The characteristic equation for y'' − 4y' + 4y = 0 has a repeated root r = 2. A student writes the general solution as y = c₁e^(2x) + c₂e^(2x). What is wrong with this answer?
AThe student should use r = ±2 as two separate roots, giving y = c₁e^(2x) + c₂e^(−2x)
BThe two terms are not linearly independent — both are multiples of e^(2x), so this reduces to y = Ce^(2x) with only one free constant, which cannot be a general solution to a second-order ODE
CThe exponent should be 4x, not 2x, because the characteristic root must be squared
DThis ODE actually has complex roots, not repeated real roots, because the discriminant is negative
A general solution to a second-order ODE must have two linearly independent solutions and two free constants. Writing c₁e^(2x) + c₂e^(2x) = (c₁ + c₂)e^(2x) = Ce^(2x) is really just one free constant disguised as two — the terms are proportional and therefore linearly dependent. The characteristic equation only gives one independent solution for a repeated root; the second independent solution xe^(2x) must be found by reduction of order, giving the correct general solution y = (c₁ + c₂x)e^(2x).
Question 2 Multiple Choice
In the reduction-of-order substitution y₂ = v(x)·e^(rx), after substituting into the ODE and differentiating with the product rule, the terms containing v(x) itself cancel. Why does this cancellation occur?

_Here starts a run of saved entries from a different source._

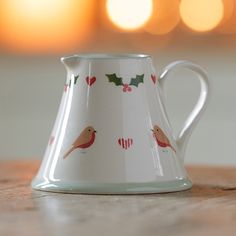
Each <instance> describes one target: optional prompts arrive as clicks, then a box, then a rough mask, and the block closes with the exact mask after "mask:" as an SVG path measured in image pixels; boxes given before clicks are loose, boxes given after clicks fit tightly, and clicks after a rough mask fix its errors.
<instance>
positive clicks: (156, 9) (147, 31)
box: [145, 0, 180, 35]
mask: <svg viewBox="0 0 236 236" xmlns="http://www.w3.org/2000/svg"><path fill="white" fill-rule="evenodd" d="M179 20H180V16H179V0H164V1H163V0H153V14H152V17H151V18H150V20H149V21H148V23H147V24H146V25H145V30H146V31H147V32H148V33H151V34H157V35H161V34H167V33H169V32H170V31H172V30H173V29H174V28H175V27H176V26H177V25H178V23H179Z"/></svg>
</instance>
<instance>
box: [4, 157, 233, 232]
mask: <svg viewBox="0 0 236 236" xmlns="http://www.w3.org/2000/svg"><path fill="white" fill-rule="evenodd" d="M38 167H39V162H36V161H34V162H32V161H31V162H26V161H17V162H0V235H1V236H3V235H4V236H5V235H8V236H12V235H17V236H19V235H31V236H37V235H46V236H47V235H59V236H60V235H68V236H72V235H81V236H86V235H99V236H100V235H101V236H106V235H109V236H113V235H114V236H116V235H121V236H124V235H131V236H140V235H144V236H157V235H161V236H165V235H174V236H178V235H181V236H185V235H188V236H195V235H201V236H203V235H207V236H211V235H214V236H218V235H220V236H226V235H236V168H226V167H224V168H221V167H197V166H196V167H188V168H187V169H188V173H189V176H190V177H191V179H192V180H193V182H194V186H193V188H192V189H191V190H188V191H184V192H178V193H169V194H147V195H128V196H127V195H126V196H124V195H113V196H110V195H82V194H80V195H77V194H57V193H49V192H41V191H33V190H32V189H31V187H30V181H31V179H32V177H33V176H34V175H35V173H36V171H37V169H38Z"/></svg>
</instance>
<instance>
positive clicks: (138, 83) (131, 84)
mask: <svg viewBox="0 0 236 236" xmlns="http://www.w3.org/2000/svg"><path fill="white" fill-rule="evenodd" d="M143 77H144V74H142V75H136V78H132V79H131V81H130V83H129V85H133V86H135V87H138V85H139V84H140V83H143Z"/></svg>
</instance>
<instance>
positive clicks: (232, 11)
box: [216, 0, 236, 34]
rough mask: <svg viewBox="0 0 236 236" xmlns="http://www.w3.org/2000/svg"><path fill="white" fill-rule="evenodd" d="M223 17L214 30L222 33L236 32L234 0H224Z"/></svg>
mask: <svg viewBox="0 0 236 236" xmlns="http://www.w3.org/2000/svg"><path fill="white" fill-rule="evenodd" d="M224 6H225V11H224V18H223V20H222V22H221V23H220V25H219V27H217V29H216V31H217V32H220V33H223V34H233V33H236V1H235V0H224Z"/></svg>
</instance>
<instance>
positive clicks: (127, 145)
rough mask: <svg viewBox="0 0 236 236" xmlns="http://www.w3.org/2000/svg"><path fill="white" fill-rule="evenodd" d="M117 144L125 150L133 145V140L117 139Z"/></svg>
mask: <svg viewBox="0 0 236 236" xmlns="http://www.w3.org/2000/svg"><path fill="white" fill-rule="evenodd" d="M118 144H119V145H120V146H121V147H122V148H123V149H125V150H127V149H128V148H130V147H131V146H132V145H133V139H132V138H127V139H124V138H119V139H118Z"/></svg>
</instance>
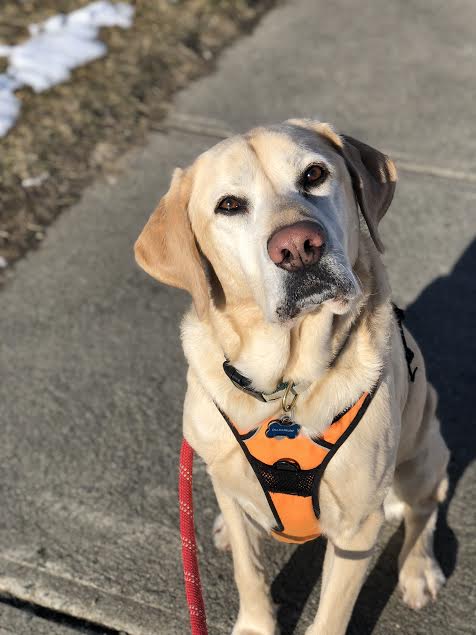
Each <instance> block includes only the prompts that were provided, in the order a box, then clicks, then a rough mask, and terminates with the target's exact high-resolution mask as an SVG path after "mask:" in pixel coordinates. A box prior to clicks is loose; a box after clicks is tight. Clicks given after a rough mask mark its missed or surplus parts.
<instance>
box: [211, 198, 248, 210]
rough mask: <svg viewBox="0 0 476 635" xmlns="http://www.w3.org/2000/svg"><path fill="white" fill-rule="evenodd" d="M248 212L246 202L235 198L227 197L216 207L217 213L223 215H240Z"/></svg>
mask: <svg viewBox="0 0 476 635" xmlns="http://www.w3.org/2000/svg"><path fill="white" fill-rule="evenodd" d="M245 210H246V201H243V200H242V199H240V198H235V197H234V196H225V198H222V200H221V201H220V202H219V203H218V205H217V206H216V209H215V211H216V212H218V213H221V214H238V213H240V212H244V211H245Z"/></svg>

ABecause e^(rx) becomes zero when differentiated twice and substituted back
BBecause e^(rx) is already a solution to the ODE — when the coefficient of v(x) is collected, it equals exactly the left-hand side of the ODE evaluated at y₁ = e^(rx), which is zero by definition
CBecause v(x) is assumed to be a constant throughout the reduction-of-order method
DBecause the product rule always eliminates all terms involving the original undifferentiated factor
This cancellation is the elegant core of the method. When you substitute y₂ = v(x)·y₁ into the ODE and expand using the product rule, you collect terms in v, v', and v''. The coefficient of v turns out to be exactly y₁'' + py₁' + qy₁ — which equals zero because y₁ is a solution to the ODE. This leaves an equation only in v' and v'', which is a first-order ODE for w = v'. The technique 'reduces the order' by one, making it solvable.
Question 3 True / False
If the characteristic equation of a second-order linear ODE has two distinct real roots, reduction of order is still needed to find the second independent solution.
TTrue
FFalse
Answer: False
Reduction of order is only needed when the characteristic equation fails to yield two independent solutions — specifically, when there is a repeated root. For two distinct real roots r₁ ≠ r₂, the characteristic equation directly produces two solutions e^(r₁x) and e^(r₂x), which are automatically linearly independent (neither is a constant multiple of the other). The general solution c₁e^(r₁x) + c₂e^(r₂x) is complete without any further work.
Question 4 True / False
The general solution to a second-order ODE with repeated root r is y = (c₁ + c₂x)e^(rx), and the two basis solutions e^(rx) and xe^(rx) are linearly independent.
TTrue
FFalse
Answer: True
Linear independence means neither solution is a constant multiple of the other. Although both contain the factor e^(rx), the extra factor of x in xe^(rx) prevents proportionality — there is no constant C such that xe^(rx) = C·e^(rx) for all x. This can be confirmed by the Wronskian: W(e^(rx), xe^(rx)) = e^(rx)·(e^(rx) + rxe^(rx)) − rxe^(rx)·e^(rx) = e^(2rx) ≠ 0, confirming independence. The general solution therefore has two genuinely free constants as required.
Question 5 Short Answer
Explain why a repeated root in the characteristic equation produces only one solution, and what the reduction-of-order technique does to find the missing second solution.
Think about your answer, then reveal below.
Model answer: The characteristic equation method tries y = e^(rx) and produces a quadratic in r. A repeated root r means the quadratic has only one value of r, yielding one solution e^(rx). No other exponential form e^(sx) works because s would have to equal r. To find the second solution, reduction of order tries y₂ = v(x)·e^(rx) — multiplying the known solution by an unknown function. After substituting and differentiating, the v(x) terms cancel (because e^(rx) already satisfies the ODE), leaving a simpler equation for v'(x). Solving gives v(x) = c₁ + c₂x, so the second independent solution is y₂ = xe^(rx).
The reduction-of-order technique is more general than just repeated roots — it works for any second-order linear ODE given one known solution, including variable-coefficient equations. The key insight is that knowing one solution lets you 'factor out' its structure and reduce the remaining problem by one order of difficulty.